Hi, I am using the API to create automated reviews of small papers. This can be useful as a starting point for actual proper reviews. However the 8k limit limits the approach to small papers, 2 to 3 pages.
I wonder if there is a way to iteratively use openai.ChatCompletion to process page by page within the limits. Otherwise I will have to way for 32k access
Here is an example of what I get for this paper Biases in Author Recognition | blog@CACM | Communications of the ACM
(base) cbm@MacBook-Pro-Touch2 autoreview % python autoreview4.py 3535190.pdf
Title: A Review of “Biases in Author Recognition” by Carlos Baquero and Rosa Cabecinhas
The reviewed paper, “Biases in Author Recognition,” takes a look at various factors and biases affecting author recognition and contribution attribution in academic papers. The paper begins by exploring the economy of attention – selective attention in the context of reading papers – and discusses alphabetic order and contribution/role order as prevalent authorship conventions. It then delves into the impact of preferential attachment, the Matthew effect, and the Matilda effect on author recognition.
On the topic of alphabetic order and contribution/role order, the paper cites research by Fernandes and Cortez (2020) that shows a lack of a clear trend in author order conventions in computer science. While providing examples of journals that require Author contribution statements, the authors could have explored more solutions to address the ambiguity in authorship-related practices within the computer science domain.
When discussing the preferential attachment in citation practices, Baquero and Cabecinhas cite Barabási and Albert (1999) and Klemm and Eguíluz (2002) and connect the concept to the popularity of academic papers. Nonetheless, the authors might have considered a more recent analysis of citation practices in computer science specifically or proposed ways to mitigate the biases, such as alternative citation metrics.
Regarding the Matthew effect, the authors provide a clear explanation, citing Merton (1968) and Merton (1988). While they discuss how the Matthew effect negatively impacts less renowned or younger authors, further exploration into strategies to counter this tendency in author attribution would enrich the paper.
The section on early success in grant applications provides interesting insights, with Bol, Vaan, and Rijt’s (2018) research showing that early grant winners subsequently secure double the funding of those just below the funding threshold. However, the authors could offer more actionable advice to early-career researchers to overcome such biases.

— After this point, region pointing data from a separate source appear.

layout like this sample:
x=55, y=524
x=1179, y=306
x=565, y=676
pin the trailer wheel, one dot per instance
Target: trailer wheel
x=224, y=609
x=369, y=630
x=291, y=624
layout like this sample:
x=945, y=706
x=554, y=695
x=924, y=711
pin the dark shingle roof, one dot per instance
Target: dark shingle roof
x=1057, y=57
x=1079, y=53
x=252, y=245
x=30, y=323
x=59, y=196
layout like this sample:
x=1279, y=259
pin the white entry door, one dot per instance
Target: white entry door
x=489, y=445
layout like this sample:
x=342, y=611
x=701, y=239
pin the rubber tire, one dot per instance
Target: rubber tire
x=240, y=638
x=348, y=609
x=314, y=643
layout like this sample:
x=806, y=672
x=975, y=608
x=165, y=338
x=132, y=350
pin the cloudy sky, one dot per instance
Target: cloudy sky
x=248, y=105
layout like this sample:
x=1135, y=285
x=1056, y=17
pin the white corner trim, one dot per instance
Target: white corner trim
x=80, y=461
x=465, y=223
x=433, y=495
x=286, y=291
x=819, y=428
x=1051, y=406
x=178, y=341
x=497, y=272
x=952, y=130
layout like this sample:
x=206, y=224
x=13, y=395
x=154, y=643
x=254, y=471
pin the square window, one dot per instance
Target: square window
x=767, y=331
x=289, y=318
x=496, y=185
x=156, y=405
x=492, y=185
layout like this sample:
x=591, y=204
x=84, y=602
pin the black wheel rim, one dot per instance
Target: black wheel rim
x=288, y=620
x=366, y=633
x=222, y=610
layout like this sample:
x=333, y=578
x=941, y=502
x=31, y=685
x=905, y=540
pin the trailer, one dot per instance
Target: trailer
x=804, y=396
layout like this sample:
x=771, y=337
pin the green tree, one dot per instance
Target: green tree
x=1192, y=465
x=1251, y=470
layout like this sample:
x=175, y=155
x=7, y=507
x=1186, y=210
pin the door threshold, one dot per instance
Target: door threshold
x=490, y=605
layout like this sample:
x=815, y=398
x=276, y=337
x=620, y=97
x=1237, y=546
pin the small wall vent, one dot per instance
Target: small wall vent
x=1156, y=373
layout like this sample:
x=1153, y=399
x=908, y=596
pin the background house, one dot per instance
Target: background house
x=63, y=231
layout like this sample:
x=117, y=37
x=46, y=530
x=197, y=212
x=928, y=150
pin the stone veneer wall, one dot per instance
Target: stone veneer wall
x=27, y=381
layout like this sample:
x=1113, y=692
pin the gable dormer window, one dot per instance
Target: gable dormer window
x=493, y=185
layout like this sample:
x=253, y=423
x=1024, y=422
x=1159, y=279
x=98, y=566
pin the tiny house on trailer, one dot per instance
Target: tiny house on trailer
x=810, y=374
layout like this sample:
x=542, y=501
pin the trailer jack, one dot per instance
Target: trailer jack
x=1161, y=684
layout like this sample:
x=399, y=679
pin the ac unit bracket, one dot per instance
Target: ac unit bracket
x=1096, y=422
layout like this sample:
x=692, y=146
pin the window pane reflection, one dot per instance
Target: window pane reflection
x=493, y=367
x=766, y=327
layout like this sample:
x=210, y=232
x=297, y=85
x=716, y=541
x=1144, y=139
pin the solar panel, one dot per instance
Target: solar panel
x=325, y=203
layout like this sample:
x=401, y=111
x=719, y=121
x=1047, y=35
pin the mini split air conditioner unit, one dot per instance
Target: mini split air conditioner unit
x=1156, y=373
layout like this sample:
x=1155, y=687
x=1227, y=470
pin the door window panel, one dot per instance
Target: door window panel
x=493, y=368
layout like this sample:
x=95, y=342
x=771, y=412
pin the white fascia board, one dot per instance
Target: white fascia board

The final section introduces the Matilda effect and brings forth some poignant examples of women’s omission in the history of science from Rossiter (1993). Despite acknowledging the progress made in addressing gender bias, readers might benefit from a deeper analysis of methods to reduce the influence of the Matilda effect and promote equality in author recognition.
Overall, the paper presents a solid analysis of various biases in author recognition, exposing well-established practices in the computer science domain. However, the authors could have taken the opportunity to explore potential solutions more concretely, thus making the paper more actionable for researchers affected by these issues.